- Born: July 22, 1946 Coleman, Texas, United States
- Known for: Fish systematics, phylogeny of piranhas, neotropical ichthyology
- Scientific career
- Fields: Ichthyology, Systematics, Biogeography

= William L. Fink =

American ichthyologist

William Lee Fink (born July 22, 1946) is an American ichthyologist known for his contributions to the biology, systematics, and evolutionary history of fishes, particularly neotropical taxa.

== Life and education ==
Fink is the son of Fred William Fink and Anna L. Davis (née Cobb). He earned a Bachelor of Science degree from the University of Miami in 1967 and a Master of Science degree from Missouri Southern State University in 1969. From 1969 to 1971, he served in the United States Navy at the Naval Medical Research Institute in Bethesda, Maryland, remaining in the naval reserve until 1975. In 1976, he received his Ph.D. in biology from George Washington University.

== Academic career ==
From 1976 to 1980, Fink served as assistant curator and assistant professor at the Museum of Comparative Zoology at Harvard University. In 1980, he was promoted to associate professor of biology at the same institution. In 1982, he joined the faculty of the University of Michigan as a lecturer and assistant curator. He became associate professor and associate curator in 1987 and was promoted to full professor and curator in 1996. From 2005 to 2011, he served as director of the University of Michigan Museum of Zoology. Fink retired on May 31, 2014, as professor emeritus and curator.

== Research ==
Fink’s research focuses on the biology and systematics of fishes, with particular expertise in neotropical species, higher-level classification, systematic theory, and biogeography. He is especially known for his work on the phylogeny of piranhas, including studies on the evolution of growth patterns and trophic specializations, as well as the historical biogeography of the group. He has also investigated relationships within the Ostariophysi. His phylogenetic analyses emphasize non-traditional character systems, such as ontogenetic trajectories and morphometrics.

== Taxa described ==
Fink has described numerous fish species, including Sternopygus xingu, Fernaldella georgiana, Gambusia hispaniolae, Bryconamericus bayano, Moenkhausia phaeonota, Pristobrycon careospinus, Pristobrycon maculipinnis, Serrasalmus gouldingi, Serrasalmus hastatus, Odontostilbe dialeptura, Odontostilbe mitoptera, Serrasalmus neveriensis, Limia caymanensis, Nematobrycon lacortei, Xenurobrycon heterodon, Xenurobrycon pteropus, and Ptychocharax rhyacophila.

== Fieldwork ==
Fink has conducted research expeditions throughout the United States, the Bahamas, the Greater Antilles and Lesser Antilles, as well as in Brazil, Colombia, Venezuela, and Panama.

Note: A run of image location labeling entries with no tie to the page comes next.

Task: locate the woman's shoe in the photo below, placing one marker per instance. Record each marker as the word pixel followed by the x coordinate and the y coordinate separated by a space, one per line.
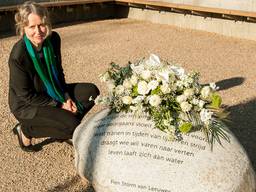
pixel 17 131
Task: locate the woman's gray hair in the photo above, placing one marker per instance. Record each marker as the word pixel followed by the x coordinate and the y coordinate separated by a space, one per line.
pixel 21 17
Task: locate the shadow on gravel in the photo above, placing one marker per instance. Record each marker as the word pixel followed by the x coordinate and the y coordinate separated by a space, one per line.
pixel 68 185
pixel 242 119
pixel 243 125
pixel 228 83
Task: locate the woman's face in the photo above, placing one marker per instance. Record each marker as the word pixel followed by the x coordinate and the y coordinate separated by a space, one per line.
pixel 35 30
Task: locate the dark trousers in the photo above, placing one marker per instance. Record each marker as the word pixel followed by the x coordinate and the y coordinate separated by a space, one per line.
pixel 58 123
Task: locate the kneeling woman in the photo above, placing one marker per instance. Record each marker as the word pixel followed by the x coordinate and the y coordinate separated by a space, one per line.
pixel 39 98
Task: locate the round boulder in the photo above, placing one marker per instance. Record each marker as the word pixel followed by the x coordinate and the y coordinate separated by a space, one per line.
pixel 118 152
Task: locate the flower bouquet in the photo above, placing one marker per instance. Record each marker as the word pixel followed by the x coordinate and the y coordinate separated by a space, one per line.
pixel 174 100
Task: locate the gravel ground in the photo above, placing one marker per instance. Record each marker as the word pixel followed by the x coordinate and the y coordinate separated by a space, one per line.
pixel 87 50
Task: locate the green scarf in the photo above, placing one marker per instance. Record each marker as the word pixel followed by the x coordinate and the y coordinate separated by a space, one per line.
pixel 49 74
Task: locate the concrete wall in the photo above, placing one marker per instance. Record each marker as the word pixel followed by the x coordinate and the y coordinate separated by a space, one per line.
pixel 242 5
pixel 15 2
pixel 66 15
pixel 239 29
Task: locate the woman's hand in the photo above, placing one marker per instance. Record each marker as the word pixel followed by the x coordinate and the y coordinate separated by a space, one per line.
pixel 69 105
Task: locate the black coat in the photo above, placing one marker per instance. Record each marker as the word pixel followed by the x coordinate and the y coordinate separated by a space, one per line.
pixel 26 90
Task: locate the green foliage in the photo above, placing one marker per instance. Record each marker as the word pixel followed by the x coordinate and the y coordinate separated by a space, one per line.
pixel 185 127
pixel 216 100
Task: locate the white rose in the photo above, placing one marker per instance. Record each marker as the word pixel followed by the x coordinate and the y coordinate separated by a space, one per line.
pixel 181 98
pixel 185 106
pixel 206 115
pixel 153 84
pixel 143 88
pixel 138 99
pixel 134 80
pixel 127 100
pixel 189 93
pixel 119 90
pixel 110 86
pixel 154 100
pixel 201 104
pixel 205 92
pixel 138 69
pixel 146 74
pixel 195 101
pixel 163 76
pixel 127 84
pixel 165 88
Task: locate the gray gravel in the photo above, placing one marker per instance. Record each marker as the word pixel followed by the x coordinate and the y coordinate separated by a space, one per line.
pixel 87 50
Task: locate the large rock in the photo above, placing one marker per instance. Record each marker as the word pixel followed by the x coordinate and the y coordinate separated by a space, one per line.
pixel 120 153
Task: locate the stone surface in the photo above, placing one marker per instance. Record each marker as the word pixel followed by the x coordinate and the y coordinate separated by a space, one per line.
pixel 120 153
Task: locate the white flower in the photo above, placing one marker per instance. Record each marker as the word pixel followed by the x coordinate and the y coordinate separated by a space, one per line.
pixel 138 69
pixel 127 100
pixel 185 106
pixel 153 61
pixel 213 86
pixel 127 84
pixel 165 88
pixel 154 100
pixel 119 90
pixel 110 86
pixel 181 98
pixel 138 99
pixel 134 80
pixel 189 92
pixel 195 101
pixel 146 74
pixel 205 92
pixel 163 76
pixel 153 85
pixel 206 115
pixel 179 71
pixel 143 88
pixel 104 77
pixel 183 116
pixel 102 100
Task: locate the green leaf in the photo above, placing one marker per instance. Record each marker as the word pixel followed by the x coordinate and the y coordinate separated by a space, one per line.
pixel 134 91
pixel 216 101
pixel 156 91
pixel 185 127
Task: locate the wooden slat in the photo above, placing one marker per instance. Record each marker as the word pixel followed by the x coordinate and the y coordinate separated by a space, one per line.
pixel 57 4
pixel 190 7
pixel 149 4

== Professional affiliations ==
Fink is a member of the American Society of Ichthyologists and Herpetologists, the Society for the Study of Evolution, the American Association for the Advancement of Science, Sigma Xi, the Sociedade Brasileira de Ictiologia, the Biological Society of Washington, and the Society of Systematic Biologists, serving as its president in 1990.

== Personal life ==
Fink married Sara V. Haase in 1972. The couple has one son.